You have to wonder how any C-level exec would think that micromanaging employees, mismanaging funds, and allowing confusion to reign is an effective way to run a business. But as I found out for myself, delusions persist.
Having never tried a developer job in health care, I accepted a position at a small departmental offshoot. The location was many states away from headquarters -- as it turned out, far enough away from corporate oversight that mismanagement was allowed to run amok.
I arrived my first day excited about the possibilities, looking forward to the job, and ready to make a difference. Well, the honeymoon ended as I soon became acquainted with the micromanaging and mismanaging from the location's Head Honchos.
A war of attrition
Within eight months of my hire, the original team of four began to disintegrate. First, my manager left -- or, rather, was pushed out by the Head Honchos for reasons undisclosed. I was sorry to see him go, as he was quite experienced and good to work for. Two weeks after, the other experienced developer quit, leaving a junior developer and myself.
We were maintaining a claims processing application that had a million lines of code -- very poorly written, at that. The two of us were essentially doing at least five jobs: developer, infrastructure, operations, build and deployment, and at times business analyst. Gone were my dreams of making a huge difference. Now I was putting in long hours to cover as many of the basics as possible.
But it wasn't the vast amount of work expected of us that took its toll; it was also the lack of strategic decision-making and planning and the utter disregard for our time and efforts.
For example, I attended a meeting with three of the company's business analysts to discuss a new initiative. They were supposed to be very knowledgeable about the given topic, but they argued and disagreed on how it was supposed to work and frequently gave conflicting answers, causing even more chaos and confusion than usual. The VP chairing the meeting didn't seem to know how to get anything accomplished or keep the discussion on track, and hours were wasted. We left the meeting no farther along with the proposed initiative than when we began.
Troubleshooting the troubleshooting
Then there was the approach to troubleshooting. Inevitably, the application we maintained would have problems, as would the procedures to deal with it. The Head Honchos' reaction was initially of the sky-is-falling variety. But raising the alarm and calling a meeting seemed to be the extent of their solution.
No production monitoring was in place, and nobody understood why features would fail. When the junior developer and I would meet with the required parties, we discussed what the Head Honchos and analysts thought went wrong -- but the facts spoke otherwise. Emergency changes we proposed were shot down, and we left the meeting with no resolutions, over and over again.
In case we didn't already want to scream and run for the exit, the micromanagement reached levels I'd never before seen. We felt like marionettes with a deranged puppeteer at the helm, pulled from one direction to the next with no rhyme or reason and no say at all.
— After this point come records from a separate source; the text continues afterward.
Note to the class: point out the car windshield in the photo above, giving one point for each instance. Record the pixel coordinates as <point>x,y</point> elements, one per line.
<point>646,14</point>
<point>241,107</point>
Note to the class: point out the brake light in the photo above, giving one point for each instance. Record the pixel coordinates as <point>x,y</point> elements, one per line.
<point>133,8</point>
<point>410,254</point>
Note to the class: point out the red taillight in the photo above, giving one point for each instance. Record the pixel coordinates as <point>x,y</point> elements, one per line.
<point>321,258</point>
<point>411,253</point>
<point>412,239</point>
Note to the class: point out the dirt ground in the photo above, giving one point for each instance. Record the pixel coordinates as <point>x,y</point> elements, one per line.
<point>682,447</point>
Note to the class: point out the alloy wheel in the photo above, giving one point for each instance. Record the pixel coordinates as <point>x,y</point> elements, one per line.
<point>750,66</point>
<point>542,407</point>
The Head Honchos had absolutely no idea about technology but wanted to be involved at all levels. They would throw out buzzwords left and right with mixed messages about their use. Then they'd demand, "Is it done?" We'd ask, "What are you talking about -- is what done?"
The rest of the conversation always felt something like this: "You know, the thing we didn't ask you to work on, or state when we wanted it deployed." "Oh, that thing. No, we never got the message that you failed to send us."
Not one lesson learned
I'd already started on an exit plan from the company when a colleague overheard that annual merit increases were on hold due to overpayment of SLA breeches. The Head Honchos confirmed this and made the announcement that people would need to work even more hours every week with no increase in pay for at least two years.
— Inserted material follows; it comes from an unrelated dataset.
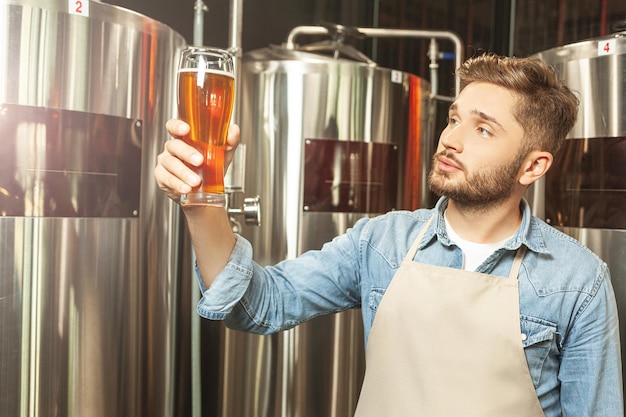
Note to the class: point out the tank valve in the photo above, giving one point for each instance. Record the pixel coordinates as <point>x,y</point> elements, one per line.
<point>250,209</point>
When I handed in my resignation, the Head Honchos called me in to discuss it. I told them the overall reason was the level of micromanagement. They then asked me if I knew of anyone who didn't have a problem with that kind of management and who could replace me. Seriously?
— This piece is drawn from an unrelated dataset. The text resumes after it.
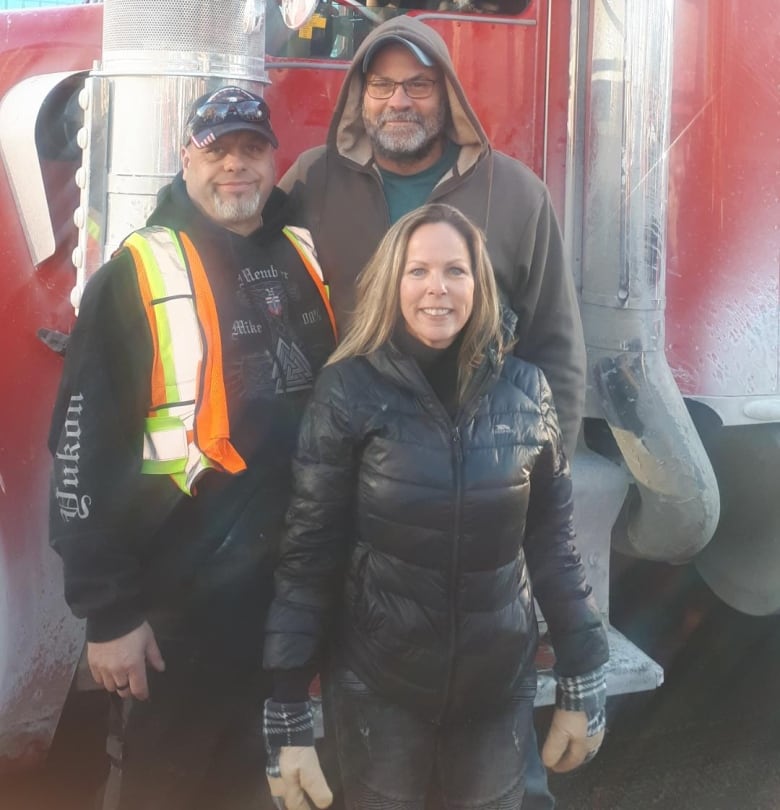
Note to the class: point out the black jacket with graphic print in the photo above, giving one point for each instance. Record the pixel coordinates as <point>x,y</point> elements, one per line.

The surprising part of it all was that the Head Honchos didn't seem to think there was anything wrong. Employee retention was poor, the products were subpar, and money was so tight the business didn't always pay its utility bills on time. Still they had the attitude that it was all business as usual.
During my final two weeks, the junior developer had already had three interviews and was considering quitting even without another job lined up. Walking through the exit for the last time felt like I was waking from a nightmare. And waking up was bliss.